Merge pull request #14 from codelion/fix-model-card

codelion · web-flow · commit bb1d3a268b0a · 2025-01-21T15:37:19.000+08:00
Fix model card
diff --git a/scripts/eval_llmrouter_classifier.py b/scripts/eval_llmrouter_classifier.py
@@ -1,4 +1,5 @@
 import argparse
+import argparse
 import json
 import logging
 import os
@@ -10,6 +11,7 @@
 import torch
 from sklearn.metrics import classification_report, confusion_matrix
 from tqdm import tqdm
+from huggingface_hub import HfFolder
 
 from adaptive_classifier import AdaptiveClassifier
 
@@ -52,6 +54,21 @@ def setup_args() -> argparse.Namespace:
         default='benchmark_results',
         help='Directory to save results'
     )
+    parser.add_argument(
+        '--push-to-hub',
+        action='store_true',
+        help='Push the trained model to HuggingFace Hub'
+    )
+    parser.add_argument(
+        '--hub-repo',
+        type=str,
+        help='HuggingFace Hub repository ID (e.g. "username/model-name") for pushing the model'
+    )
+    parser.add_argument(
+        '--hub-token',
+        type=str,
+        help='HuggingFace Hub token.
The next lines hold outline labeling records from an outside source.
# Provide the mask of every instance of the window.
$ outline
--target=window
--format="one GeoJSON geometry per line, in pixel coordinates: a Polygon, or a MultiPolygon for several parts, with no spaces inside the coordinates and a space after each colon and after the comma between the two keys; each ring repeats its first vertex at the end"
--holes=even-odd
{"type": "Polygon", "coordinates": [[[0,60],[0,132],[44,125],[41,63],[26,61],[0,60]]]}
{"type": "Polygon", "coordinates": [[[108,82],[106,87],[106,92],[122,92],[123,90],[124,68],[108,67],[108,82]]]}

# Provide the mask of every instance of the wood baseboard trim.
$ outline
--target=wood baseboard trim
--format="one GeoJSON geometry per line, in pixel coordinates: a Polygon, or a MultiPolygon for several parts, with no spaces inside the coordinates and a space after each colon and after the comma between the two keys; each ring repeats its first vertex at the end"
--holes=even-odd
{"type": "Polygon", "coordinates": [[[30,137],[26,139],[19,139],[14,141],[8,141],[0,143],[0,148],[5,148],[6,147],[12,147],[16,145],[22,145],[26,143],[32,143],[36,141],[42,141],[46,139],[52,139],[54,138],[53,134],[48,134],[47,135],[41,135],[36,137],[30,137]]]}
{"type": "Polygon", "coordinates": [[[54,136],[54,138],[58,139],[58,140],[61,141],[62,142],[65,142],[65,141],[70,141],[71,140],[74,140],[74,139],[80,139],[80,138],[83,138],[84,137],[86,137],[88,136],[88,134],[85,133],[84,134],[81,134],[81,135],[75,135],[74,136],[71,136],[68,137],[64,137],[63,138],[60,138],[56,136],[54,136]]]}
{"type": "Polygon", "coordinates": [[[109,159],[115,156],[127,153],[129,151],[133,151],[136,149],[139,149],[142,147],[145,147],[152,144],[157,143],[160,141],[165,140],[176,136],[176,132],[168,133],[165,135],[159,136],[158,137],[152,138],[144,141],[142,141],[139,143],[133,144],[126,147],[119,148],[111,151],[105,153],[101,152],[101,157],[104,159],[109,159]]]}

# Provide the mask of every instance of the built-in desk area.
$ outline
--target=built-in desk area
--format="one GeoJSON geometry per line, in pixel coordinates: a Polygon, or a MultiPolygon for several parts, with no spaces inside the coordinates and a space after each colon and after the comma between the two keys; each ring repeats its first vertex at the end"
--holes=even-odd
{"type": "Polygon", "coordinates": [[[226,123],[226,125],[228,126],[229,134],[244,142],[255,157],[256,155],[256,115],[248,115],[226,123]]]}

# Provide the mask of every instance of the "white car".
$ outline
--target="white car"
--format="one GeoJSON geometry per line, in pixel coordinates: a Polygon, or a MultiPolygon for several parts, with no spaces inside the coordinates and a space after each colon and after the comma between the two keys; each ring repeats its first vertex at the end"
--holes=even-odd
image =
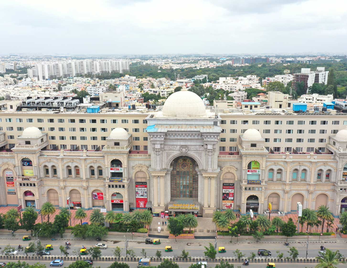
{"type": "Polygon", "coordinates": [[[100,248],[106,249],[107,248],[107,245],[103,243],[98,243],[95,245],[95,247],[98,247],[100,248]]]}
{"type": "Polygon", "coordinates": [[[7,249],[3,252],[3,253],[5,255],[16,255],[18,253],[18,251],[16,250],[12,250],[11,249],[7,249]]]}

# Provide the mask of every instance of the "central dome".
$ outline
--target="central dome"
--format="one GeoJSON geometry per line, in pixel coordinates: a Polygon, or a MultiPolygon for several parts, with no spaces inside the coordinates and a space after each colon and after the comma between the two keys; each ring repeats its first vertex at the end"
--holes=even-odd
{"type": "Polygon", "coordinates": [[[163,114],[168,116],[203,116],[206,108],[201,98],[183,88],[168,98],[164,104],[163,114]]]}

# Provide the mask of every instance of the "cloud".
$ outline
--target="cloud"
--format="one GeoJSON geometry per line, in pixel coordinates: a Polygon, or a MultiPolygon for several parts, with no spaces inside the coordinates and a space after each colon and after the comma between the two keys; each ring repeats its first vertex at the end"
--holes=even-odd
{"type": "Polygon", "coordinates": [[[345,51],[344,0],[12,0],[4,54],[345,51]]]}

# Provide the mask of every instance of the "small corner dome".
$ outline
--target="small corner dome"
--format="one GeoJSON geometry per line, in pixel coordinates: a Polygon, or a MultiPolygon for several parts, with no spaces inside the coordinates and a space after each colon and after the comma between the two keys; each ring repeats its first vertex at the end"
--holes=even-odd
{"type": "Polygon", "coordinates": [[[338,132],[335,138],[340,141],[347,141],[347,127],[344,129],[341,129],[338,132]]]}
{"type": "Polygon", "coordinates": [[[115,128],[110,133],[110,138],[117,139],[127,139],[128,132],[124,128],[119,127],[115,128]]]}
{"type": "Polygon", "coordinates": [[[198,95],[186,88],[168,98],[163,108],[164,116],[203,116],[206,114],[204,102],[198,95]]]}
{"type": "Polygon", "coordinates": [[[24,129],[22,134],[22,138],[26,138],[27,139],[39,138],[42,136],[42,132],[40,129],[31,125],[24,129]]]}
{"type": "Polygon", "coordinates": [[[254,129],[253,127],[245,131],[242,137],[246,140],[260,140],[262,138],[260,133],[256,129],[254,129]]]}

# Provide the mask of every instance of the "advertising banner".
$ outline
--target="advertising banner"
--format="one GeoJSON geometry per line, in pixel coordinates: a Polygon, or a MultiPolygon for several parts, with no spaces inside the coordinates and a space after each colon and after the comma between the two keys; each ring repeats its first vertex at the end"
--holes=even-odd
{"type": "Polygon", "coordinates": [[[260,185],[261,184],[261,181],[260,180],[247,180],[247,184],[253,185],[260,185]]]}
{"type": "Polygon", "coordinates": [[[34,176],[34,170],[32,169],[23,170],[23,175],[24,176],[34,176]]]}
{"type": "Polygon", "coordinates": [[[135,197],[136,198],[136,207],[145,208],[147,203],[147,182],[135,183],[135,197]]]}
{"type": "Polygon", "coordinates": [[[103,193],[92,193],[93,199],[93,200],[103,200],[104,194],[103,193]]]}
{"type": "Polygon", "coordinates": [[[122,167],[110,167],[110,172],[122,172],[122,167]]]}
{"type": "Polygon", "coordinates": [[[33,162],[31,161],[22,160],[22,165],[23,166],[32,166],[33,162]]]}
If not provided, will look for the token in the environment'
+    )
     return parser.parse_args()
 
 def load_dataset(max_samples: int = None) -> Tuple[datasets.Dataset, datasets.Dataset]:
@@ -223,8 +240,47 @@ def evaluate_classifier(
     
     return results
 
-def save_results(classifier, results: Dict[str, Any], args: argparse.Namespace):
-    """Save evaluation results."""
+def push_to_hub(
+    classifier: AdaptiveClassifier,
+    repo_id: str,
+    token: str = None,
+    metrics: Dict[str, Any] = None
+) -> str:
+    """Push the classifier to HuggingFace Hub.
+    
+    Args:
+        classifier: Trained classifier to push
+        repo_id: HuggingFace Hub repository ID
+        token: HuggingFace Hub token
+        metrics: Optional evaluation metrics to add to model card
+        
+    Returns:
+        URL of the model on the Hub
+    """
+    logger.info(f"Pushing model to HuggingFace Hub: {repo_id}")
+    
+    # Set token if provided
+    if token:
+        HfFolder.save_token(token)
+    
+    try:
+        # Push to hub with evaluation results in model card
+        url = classifier.push_to_hub(
+            repo_id,
+            commit_message="Upload from benchmark script",
+        )
+        logger.info(f"Successfully pushed model to Hub: {url}")
+        return url
+    except Exception as e:
+        logger.error(f"Error pushing to Hub: {str(e)}")
+        raise
+
+def save_results(
+    classifier: AdaptiveClassifier,
+    results: Dict[str, Any],
+    args: argparse.Namespace
+):
+    """Save evaluation results and optionally push to Hub."""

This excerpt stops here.